# Prototyping LangChain Application with Production Minded Changes

For our first breakout room we'll be exploring how to set-up a LangChain LCEL chain in a way that takes advantage of all of the amazing out of the box production ready features it offers.

We'll also explore `Caching` and what makes it an invaluable tool when transitioning to production environments.


## Task 1: Dependencies and Set-Up

Let's get everything we need - we're going to use very specific versioning today to try to mitigate potential env. issues!

> NOTE: Dependency issues are a large portion of what you're going to be tackling as you integrate new technology into your work - please keep in mind that one of the things you should be passively learning throughout this course is ways to mitigate dependency issues.

In [1]:
!pip install -qU langchain_openai==0.2.0 langchain_community==0.3.0 langchain==0.3.0 pymupdf==1.24.10 qdrant-client==1.11.2 langchain_qdrant==0.1.4 langsmith==0.1.121

We'll need an OpenAI API Key:

In [3]:
import os
import getpass

os.environ["OPENAI_API_KEY"] = getpass.getpass("OpenAI API Key:")

OpenAI API Key:··········


And the LangSmith set-up:

In [4]:
import uuid

os.environ["LANGCHAIN_PROJECT"] = f"AIM Week 8 Assignment 1 - {uuid.uuid4().hex[0:8]}"
os.environ["LANGCHAIN_TRACING_V2"] = "true"
os.environ["LANGCHAIN_ENDPOINT"] = "https://api.smith.langchain.com"
os.environ["LANGCHAIN_API_KEY"] = getpass.getpass("LangChain API Key:")

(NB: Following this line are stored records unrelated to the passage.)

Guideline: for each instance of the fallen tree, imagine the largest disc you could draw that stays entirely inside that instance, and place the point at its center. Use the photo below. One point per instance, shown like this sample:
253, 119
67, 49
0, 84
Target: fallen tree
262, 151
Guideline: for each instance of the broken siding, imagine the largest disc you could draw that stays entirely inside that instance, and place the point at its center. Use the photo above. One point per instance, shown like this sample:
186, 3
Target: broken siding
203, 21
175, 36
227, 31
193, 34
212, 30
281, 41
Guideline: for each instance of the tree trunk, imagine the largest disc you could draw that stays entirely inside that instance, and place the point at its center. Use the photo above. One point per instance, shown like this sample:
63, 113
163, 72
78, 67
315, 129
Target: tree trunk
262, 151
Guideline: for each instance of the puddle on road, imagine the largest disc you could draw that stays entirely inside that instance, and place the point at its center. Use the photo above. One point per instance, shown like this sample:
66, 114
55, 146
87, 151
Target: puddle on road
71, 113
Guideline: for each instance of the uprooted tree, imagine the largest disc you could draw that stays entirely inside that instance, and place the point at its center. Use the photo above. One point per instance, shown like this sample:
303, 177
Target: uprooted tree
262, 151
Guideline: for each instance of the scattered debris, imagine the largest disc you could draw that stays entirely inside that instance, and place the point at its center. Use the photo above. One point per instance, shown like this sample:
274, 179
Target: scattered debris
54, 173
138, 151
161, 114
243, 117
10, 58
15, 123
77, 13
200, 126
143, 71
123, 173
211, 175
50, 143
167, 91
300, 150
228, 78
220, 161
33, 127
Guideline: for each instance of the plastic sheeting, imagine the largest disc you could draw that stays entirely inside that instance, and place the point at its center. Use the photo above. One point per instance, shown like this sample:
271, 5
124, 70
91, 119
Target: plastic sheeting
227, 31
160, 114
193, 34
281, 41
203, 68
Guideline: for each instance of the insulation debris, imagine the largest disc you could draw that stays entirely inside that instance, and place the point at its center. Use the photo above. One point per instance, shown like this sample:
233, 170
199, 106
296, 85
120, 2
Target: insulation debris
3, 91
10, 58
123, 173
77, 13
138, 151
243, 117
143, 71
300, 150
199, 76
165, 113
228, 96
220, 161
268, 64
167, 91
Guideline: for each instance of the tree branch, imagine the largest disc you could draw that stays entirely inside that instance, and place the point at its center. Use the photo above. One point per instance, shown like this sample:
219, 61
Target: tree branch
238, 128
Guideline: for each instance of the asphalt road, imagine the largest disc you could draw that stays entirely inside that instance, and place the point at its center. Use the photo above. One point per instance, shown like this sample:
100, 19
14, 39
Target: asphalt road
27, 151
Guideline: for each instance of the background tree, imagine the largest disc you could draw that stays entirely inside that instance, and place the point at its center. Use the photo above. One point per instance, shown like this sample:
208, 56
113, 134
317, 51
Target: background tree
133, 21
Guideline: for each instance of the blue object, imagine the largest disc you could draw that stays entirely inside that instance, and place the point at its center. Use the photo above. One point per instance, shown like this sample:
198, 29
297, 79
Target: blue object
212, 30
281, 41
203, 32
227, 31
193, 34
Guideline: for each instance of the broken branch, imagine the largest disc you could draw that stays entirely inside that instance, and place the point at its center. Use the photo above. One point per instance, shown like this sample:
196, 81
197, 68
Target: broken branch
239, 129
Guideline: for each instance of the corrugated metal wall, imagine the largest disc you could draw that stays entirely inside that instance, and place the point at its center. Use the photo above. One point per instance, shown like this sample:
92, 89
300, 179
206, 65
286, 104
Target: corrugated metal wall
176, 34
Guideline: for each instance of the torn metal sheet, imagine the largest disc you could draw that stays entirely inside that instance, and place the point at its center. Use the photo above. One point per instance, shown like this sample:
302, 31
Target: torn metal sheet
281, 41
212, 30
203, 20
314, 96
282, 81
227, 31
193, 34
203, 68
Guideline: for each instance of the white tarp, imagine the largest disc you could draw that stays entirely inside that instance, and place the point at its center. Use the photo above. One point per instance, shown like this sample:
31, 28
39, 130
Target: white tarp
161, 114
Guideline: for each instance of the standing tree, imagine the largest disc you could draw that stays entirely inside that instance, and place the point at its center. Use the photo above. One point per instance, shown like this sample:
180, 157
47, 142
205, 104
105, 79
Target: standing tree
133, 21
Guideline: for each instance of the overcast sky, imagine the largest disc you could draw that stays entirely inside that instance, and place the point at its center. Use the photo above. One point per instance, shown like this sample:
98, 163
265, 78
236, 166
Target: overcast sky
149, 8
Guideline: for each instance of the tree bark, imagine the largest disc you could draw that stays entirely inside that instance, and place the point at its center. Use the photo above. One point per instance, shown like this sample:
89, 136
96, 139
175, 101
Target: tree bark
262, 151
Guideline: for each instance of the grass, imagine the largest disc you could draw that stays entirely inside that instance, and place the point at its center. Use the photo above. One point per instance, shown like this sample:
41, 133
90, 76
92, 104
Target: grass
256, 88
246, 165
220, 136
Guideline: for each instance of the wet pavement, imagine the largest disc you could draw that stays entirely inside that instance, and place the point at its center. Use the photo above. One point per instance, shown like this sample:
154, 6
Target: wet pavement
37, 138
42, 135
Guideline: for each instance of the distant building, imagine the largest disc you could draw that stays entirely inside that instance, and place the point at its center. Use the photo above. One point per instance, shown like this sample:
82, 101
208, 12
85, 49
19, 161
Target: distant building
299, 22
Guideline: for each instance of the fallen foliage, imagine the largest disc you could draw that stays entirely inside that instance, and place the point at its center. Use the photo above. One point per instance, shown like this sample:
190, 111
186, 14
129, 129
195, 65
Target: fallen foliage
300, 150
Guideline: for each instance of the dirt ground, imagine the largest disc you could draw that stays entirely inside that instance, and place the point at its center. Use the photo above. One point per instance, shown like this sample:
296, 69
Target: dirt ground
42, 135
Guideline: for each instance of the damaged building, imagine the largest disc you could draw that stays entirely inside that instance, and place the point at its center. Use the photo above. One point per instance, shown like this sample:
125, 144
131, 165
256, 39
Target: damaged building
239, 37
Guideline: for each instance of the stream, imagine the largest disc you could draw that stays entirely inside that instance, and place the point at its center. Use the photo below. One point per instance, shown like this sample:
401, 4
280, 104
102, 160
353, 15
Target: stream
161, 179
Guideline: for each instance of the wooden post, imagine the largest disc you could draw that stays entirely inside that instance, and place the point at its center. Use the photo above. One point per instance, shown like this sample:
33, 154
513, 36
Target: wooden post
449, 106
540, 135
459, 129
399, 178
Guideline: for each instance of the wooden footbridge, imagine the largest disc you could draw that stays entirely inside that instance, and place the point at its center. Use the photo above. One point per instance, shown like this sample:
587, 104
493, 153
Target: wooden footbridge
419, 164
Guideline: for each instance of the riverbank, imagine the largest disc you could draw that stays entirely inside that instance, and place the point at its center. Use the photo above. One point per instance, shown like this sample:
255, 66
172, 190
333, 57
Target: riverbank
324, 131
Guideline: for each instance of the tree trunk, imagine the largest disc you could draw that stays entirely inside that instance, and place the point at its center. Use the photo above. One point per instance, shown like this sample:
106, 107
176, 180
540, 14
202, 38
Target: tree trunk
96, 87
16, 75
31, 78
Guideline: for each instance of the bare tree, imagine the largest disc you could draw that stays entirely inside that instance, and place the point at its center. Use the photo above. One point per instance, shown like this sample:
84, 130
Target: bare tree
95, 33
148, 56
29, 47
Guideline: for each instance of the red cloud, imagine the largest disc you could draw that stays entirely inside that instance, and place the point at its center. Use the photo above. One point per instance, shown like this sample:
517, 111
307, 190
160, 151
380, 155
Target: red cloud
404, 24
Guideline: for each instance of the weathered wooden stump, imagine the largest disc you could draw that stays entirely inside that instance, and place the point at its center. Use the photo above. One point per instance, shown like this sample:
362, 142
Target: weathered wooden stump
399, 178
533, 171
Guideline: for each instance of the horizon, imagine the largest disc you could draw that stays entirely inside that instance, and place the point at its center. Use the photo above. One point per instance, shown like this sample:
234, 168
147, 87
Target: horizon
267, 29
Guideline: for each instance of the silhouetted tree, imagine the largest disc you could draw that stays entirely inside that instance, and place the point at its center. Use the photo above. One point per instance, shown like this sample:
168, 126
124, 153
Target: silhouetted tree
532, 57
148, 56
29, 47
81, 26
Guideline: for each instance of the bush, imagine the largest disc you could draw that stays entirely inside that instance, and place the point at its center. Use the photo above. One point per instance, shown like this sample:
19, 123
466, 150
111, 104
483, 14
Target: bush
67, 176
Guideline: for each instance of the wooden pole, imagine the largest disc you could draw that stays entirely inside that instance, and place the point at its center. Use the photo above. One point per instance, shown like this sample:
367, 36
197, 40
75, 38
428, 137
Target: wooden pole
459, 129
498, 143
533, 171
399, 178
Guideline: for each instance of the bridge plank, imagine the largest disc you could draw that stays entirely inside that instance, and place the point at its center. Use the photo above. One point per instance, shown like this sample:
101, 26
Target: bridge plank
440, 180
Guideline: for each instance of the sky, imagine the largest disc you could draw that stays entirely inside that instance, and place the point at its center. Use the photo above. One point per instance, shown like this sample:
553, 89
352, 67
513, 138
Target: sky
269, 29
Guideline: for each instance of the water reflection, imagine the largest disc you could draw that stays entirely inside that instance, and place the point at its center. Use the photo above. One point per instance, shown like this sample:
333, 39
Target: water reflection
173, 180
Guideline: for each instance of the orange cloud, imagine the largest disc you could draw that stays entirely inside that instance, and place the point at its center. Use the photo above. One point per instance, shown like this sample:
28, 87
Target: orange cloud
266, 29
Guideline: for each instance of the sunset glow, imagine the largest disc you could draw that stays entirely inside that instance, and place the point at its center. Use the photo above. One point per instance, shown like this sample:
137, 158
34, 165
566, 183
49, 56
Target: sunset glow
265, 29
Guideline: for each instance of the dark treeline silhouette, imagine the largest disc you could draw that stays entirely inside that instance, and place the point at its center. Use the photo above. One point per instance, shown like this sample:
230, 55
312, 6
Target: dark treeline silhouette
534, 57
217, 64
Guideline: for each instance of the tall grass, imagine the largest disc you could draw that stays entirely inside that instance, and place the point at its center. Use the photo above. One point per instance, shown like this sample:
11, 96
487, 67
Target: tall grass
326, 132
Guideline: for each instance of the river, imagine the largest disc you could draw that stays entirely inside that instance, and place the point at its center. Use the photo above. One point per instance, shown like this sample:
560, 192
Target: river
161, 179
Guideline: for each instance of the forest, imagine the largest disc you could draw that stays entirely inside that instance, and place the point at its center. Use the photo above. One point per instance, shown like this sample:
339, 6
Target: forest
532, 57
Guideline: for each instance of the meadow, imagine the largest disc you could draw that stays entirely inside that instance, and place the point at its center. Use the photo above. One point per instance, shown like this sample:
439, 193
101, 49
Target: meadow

LangChain API Key:··········


Let's verify our project so we can leverage it in LangSmith later.

In [5]:
print(os.environ["LANGCHAIN_PROJECT"])

AIM Week 8 Assignment 1 - 9229a539


## Task 2: Setting up RAG With Production in Mind

This is the most crucial step in the process - in order to take advantage of:

- Asyncronous requests
- Parallel Execution in Chains
- And more...

You must...use LCEL. These benefits are provided out of the box and largely optimized behind the scenes.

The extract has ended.